Like in other mystery schools, not every candidate wins initiation into the inner sanctum. In this case, that inner sanctum is Mystery’s personal clique of globe-trotting, thousand dollar seminar-leading pick-up artists. It wouldn’t be “reality TV” without individual candidates being found unworthy and eliminated. This seems no different from more obvious mystery schools of the past and present. It takes certain qualities and successful transformations of character and behavior to attain to each new level of initiation.
There’s at least one very great difference, though, between initiatic mystery traditions, their debased New Age mimics and Reality TV. Unlike the traditional mystery schools, The Pick Up Artist invites millions of people at home, who have not been selected as active candidates for initiation, to become voyeurs of the teachings and the trials on hand. Whereas part of the power of traditional mystery schools lies in their secrecy, the power of this Spectacular Mystery’s school now lies largely in its being viewed and consumed by as many viewers (specifically of the male persuasion) as possible. Yet in its utterly spectacular nature and seeming mass-market transparency, perhaps the real nature of the initiation becomes all the more easily left unnoticed or dismissed, thus more secret. Perhaps the most important secret knowledge is this: that by committing to new ways of engaging life, by learning new physical and perceptual skills that clarify and change how you see yourself and others, anyone might attain some semblance of enlightenment, regardless of the activity. But if you can cover that realization up in a method or activity that is likely to garner disdain, discomfort or self-consciousness in onlookers and participants alike, one designed to be consumed as trashy entertainment, you’re not likely to notice. And if you can eliminate certain individual weaknesses of character by exploiting and enlarging other, subtler ones–an obsession with sexual prowess as a validation of one’s self worth, the trivialization of sex itself and the exploitation of personal hang-ups–in both the viewers and the wanna-be Casanovas, then maybe you’re just pulling the same old magic tricks.

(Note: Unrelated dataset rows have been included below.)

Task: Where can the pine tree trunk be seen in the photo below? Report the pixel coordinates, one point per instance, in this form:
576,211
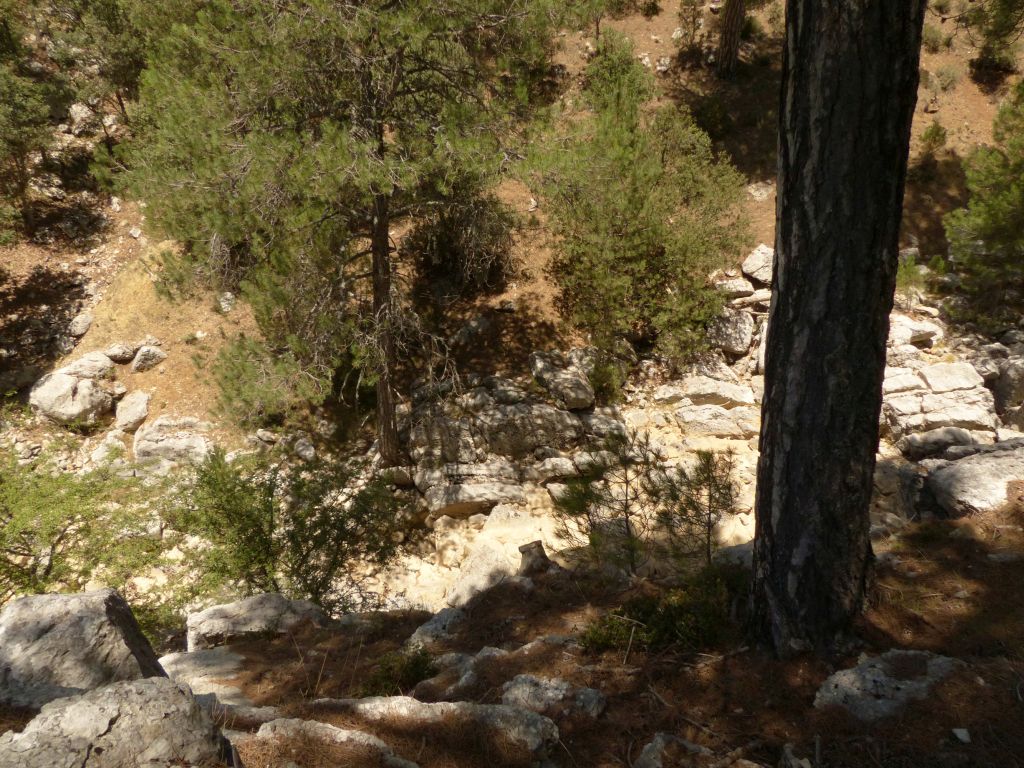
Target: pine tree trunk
728,39
849,88
387,426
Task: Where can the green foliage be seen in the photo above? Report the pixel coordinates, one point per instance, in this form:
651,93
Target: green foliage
396,674
695,616
694,500
298,529
933,138
986,239
262,387
272,145
908,278
643,211
58,530
947,76
468,244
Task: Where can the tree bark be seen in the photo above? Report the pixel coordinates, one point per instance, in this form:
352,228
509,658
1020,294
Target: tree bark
728,39
387,426
849,88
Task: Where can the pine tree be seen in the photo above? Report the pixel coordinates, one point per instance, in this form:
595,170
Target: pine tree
283,139
643,211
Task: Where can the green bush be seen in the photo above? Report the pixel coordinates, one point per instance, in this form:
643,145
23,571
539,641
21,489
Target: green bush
58,530
695,616
396,674
298,529
986,238
947,76
259,387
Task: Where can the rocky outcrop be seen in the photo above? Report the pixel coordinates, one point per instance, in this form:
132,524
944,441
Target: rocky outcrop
173,440
69,399
881,686
979,482
259,615
154,723
59,645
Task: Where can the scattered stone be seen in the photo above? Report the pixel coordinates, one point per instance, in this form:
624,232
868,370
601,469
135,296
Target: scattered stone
758,265
155,723
732,332
89,366
977,483
121,352
147,356
566,383
881,686
68,399
513,726
172,440
61,645
269,613
132,411
80,325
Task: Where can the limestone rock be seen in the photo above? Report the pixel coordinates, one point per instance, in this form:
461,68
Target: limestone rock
172,439
68,399
121,352
566,382
732,332
80,325
463,500
154,723
60,645
268,613
89,366
306,731
758,265
882,685
526,730
977,483
132,411
147,356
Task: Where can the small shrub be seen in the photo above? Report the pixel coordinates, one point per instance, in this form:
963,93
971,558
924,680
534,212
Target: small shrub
260,387
752,29
697,615
947,77
396,674
933,138
297,529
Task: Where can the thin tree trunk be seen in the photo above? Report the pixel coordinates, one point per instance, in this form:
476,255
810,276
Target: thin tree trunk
728,39
849,88
387,426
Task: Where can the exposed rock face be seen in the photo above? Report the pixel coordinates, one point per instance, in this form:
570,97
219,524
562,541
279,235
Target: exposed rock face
979,482
552,695
307,731
173,440
60,645
147,356
732,332
154,723
90,366
881,686
566,382
131,411
269,613
68,399
526,730
758,265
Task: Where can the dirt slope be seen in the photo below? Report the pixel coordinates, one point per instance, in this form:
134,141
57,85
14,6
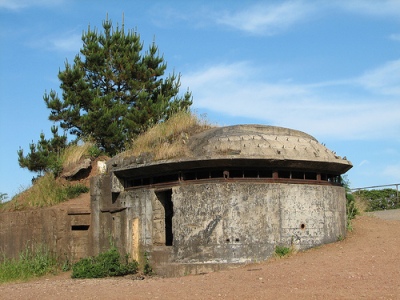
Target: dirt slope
366,265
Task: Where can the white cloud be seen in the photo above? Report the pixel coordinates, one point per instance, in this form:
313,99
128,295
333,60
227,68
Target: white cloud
238,90
364,162
68,43
392,171
382,8
21,4
384,80
268,19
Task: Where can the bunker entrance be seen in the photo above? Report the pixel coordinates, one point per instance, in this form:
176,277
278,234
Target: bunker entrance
165,199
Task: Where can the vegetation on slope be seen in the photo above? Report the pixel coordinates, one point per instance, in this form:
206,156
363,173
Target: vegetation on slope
32,262
168,139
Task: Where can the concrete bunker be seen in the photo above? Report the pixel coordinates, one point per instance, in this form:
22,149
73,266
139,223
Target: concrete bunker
242,190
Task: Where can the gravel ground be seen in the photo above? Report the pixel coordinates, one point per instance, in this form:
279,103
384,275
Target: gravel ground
365,265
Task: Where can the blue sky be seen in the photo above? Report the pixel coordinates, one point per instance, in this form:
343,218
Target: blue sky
328,68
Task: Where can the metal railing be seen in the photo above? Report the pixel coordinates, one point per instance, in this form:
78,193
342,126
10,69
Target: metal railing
379,186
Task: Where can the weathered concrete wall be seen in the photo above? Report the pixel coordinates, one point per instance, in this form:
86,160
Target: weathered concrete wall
219,223
242,222
64,233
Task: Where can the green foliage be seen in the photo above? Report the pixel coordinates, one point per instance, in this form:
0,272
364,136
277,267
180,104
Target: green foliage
46,191
104,265
45,156
32,262
351,208
94,151
282,251
113,91
379,199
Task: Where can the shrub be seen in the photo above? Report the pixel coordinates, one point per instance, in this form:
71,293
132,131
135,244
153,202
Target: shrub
104,265
32,262
46,191
282,251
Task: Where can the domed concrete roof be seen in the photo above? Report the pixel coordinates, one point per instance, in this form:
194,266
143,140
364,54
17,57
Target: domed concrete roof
265,142
243,146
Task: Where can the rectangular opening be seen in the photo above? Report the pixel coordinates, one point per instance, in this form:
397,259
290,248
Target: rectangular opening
311,176
297,175
79,227
165,198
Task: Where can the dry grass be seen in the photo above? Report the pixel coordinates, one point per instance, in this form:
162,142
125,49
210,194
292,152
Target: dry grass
168,140
46,191
361,203
74,153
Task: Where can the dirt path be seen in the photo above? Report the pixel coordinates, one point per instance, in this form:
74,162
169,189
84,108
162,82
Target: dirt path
366,265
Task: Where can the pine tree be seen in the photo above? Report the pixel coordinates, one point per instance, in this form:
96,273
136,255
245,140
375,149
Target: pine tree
113,91
44,156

It’s scary how much we are pulled into this phenomenon without realizing it. TV is a powerful, magickal medium to be sure. Clever, they are.
Umm dude just cuz it’s TV doesn’t mean it’s fake alot of the shit is what a pickup artist uses and if u ever saw the book the guy wrote after the show u may learn a thing about it..
Umm dude your reading comprehension is severely lacking. No one is claiming this shit is “fake.” In fact, it’s clear the methods work given the right person and the right frame of mind. But that’s not the point I was getting at.
Oh well, think what you will. The article is a year and a half old and we’ve moved on.